Generally all patients should be taken care after TEVAR in an intensive care unit (ICU) for 24 h to manage hemodynamic state according to spinal protection protocol. The algorithm to manage the risk of spinal cord ischemia in patients undergoing TEVAR has been shown in Fig. 3. A focused neurologic assessment was performed on an hourly basis until recovery from anesthesia permitted a more thorough neurologic examination. Lower extremity motor function was classified according to the following modified Tarlov scale, ranging from 0 to 5: 0, no lower extremity movement; 1, motion without gravity; 2, motion against gravity; 3, able to stand with assistance; 4, able to walk with assistance; and 5, normal.
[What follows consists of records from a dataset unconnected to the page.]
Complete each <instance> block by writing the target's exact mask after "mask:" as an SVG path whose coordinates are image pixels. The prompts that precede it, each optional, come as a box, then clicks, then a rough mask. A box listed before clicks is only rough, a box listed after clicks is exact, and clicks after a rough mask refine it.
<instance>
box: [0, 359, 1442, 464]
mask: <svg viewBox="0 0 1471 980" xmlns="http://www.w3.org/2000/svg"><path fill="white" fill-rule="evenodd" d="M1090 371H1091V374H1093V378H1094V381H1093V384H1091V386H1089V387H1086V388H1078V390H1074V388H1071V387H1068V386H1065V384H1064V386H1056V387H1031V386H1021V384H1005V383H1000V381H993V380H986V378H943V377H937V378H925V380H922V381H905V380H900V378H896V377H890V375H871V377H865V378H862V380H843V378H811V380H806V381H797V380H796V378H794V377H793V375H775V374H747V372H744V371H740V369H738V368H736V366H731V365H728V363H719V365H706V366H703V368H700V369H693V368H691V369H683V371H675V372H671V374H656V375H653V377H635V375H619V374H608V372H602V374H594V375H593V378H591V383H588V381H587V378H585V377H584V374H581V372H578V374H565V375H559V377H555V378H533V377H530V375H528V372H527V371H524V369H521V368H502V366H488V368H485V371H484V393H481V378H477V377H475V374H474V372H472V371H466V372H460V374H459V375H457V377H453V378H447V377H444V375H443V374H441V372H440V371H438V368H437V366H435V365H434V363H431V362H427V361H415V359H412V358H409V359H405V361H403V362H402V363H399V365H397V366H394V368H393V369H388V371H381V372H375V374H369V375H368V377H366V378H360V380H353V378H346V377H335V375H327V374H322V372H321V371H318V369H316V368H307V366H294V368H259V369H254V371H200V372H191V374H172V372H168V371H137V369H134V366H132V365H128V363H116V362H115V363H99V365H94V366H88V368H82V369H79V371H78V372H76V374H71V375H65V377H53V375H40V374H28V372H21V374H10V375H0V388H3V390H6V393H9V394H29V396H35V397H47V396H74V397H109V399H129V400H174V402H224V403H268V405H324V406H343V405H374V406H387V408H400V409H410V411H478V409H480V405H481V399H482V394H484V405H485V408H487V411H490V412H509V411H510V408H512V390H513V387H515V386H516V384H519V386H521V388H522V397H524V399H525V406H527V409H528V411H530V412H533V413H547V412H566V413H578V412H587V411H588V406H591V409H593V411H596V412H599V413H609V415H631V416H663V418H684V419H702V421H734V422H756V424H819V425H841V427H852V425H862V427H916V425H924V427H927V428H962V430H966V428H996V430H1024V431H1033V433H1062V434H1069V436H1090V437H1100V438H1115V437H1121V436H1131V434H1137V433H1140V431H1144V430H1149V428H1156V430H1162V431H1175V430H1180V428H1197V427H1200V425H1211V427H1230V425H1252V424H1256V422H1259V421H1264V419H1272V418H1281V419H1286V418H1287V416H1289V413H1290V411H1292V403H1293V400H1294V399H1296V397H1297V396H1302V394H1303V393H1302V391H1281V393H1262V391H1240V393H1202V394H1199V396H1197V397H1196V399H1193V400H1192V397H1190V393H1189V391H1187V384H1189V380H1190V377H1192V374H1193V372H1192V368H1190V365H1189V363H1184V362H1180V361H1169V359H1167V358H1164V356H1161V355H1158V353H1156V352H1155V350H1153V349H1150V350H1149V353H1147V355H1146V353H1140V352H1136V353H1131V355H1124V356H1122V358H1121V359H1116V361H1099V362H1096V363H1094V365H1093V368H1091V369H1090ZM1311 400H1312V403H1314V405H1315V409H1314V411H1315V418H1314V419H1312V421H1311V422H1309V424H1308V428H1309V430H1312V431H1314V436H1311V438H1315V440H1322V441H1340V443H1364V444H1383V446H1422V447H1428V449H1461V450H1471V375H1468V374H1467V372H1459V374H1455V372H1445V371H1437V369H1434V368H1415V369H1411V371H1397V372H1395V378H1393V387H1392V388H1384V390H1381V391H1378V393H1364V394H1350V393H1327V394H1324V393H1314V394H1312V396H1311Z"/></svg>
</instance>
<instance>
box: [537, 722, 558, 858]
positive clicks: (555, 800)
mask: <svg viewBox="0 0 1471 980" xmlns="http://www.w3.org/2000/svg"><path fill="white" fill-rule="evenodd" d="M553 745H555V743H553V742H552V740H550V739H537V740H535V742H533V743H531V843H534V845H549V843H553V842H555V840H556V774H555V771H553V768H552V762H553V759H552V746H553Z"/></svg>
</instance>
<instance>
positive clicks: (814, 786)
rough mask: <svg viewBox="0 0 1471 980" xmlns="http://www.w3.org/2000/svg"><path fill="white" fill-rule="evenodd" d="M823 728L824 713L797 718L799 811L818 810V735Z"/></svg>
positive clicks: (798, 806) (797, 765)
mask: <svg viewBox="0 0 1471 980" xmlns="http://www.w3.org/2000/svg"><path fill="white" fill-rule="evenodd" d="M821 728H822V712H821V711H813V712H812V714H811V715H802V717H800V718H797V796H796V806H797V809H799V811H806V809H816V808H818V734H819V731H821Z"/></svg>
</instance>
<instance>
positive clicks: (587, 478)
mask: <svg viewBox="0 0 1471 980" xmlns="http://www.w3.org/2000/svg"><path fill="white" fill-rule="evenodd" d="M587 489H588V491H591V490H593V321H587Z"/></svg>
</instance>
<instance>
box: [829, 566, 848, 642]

Mean arterial pressure should be maintained over 90 mmHg after stent-graft placement for a while to prevent delayed spinal cord ischemia in high-risk patients of spinal cord ischemia. In patients receiving CFSD, cerebrospinal pressure is kept less than 10 mmHg, while the head of the bed (HOB) is ≤15°. When the HOB is >15°, we assess neurologic status prior to elevating the HOB. The drain remains in place for 24 h in an ICU, and is then removed. The utility of extending the duration of CSFD beyond 48 h diminishes over time because SCI episodes beyond 48 h are infrequent and risk of CSFD-related complications increases [12]. Reason for capping the drain 24 h before removal is to permit CSF pressure to normalize so as to ensure that SCI does not occur at normal CSF pressures and to prevent CSF hypotension after removal. In patients without CSFD placement, if neurologic findings to suspect spinal cord ischemia occur, CSFD should be immediately performed after having confirmed normal coagulation. From experiences of delayed paraparesis over 2 days after TEVAR, it is necessary to give careful hydration and sequential care of blood pressure and hydration after ICU care until discharge for high-risk patients.

Fig. 3
figure 3

Proposed algorithm to manage the risk of spinal cord ischemia in patients undergoing thoracic endovascular aortic repair. CSF cerebrospinal fluid, MEP motor-evoked potential

Conclusion

Spinal cord injury during TEVAR is not negligible. Perioperative care, from preoperative to postoperative, in TEVAR should be strictly performed according to the protocol proposed by each cardiovascular team.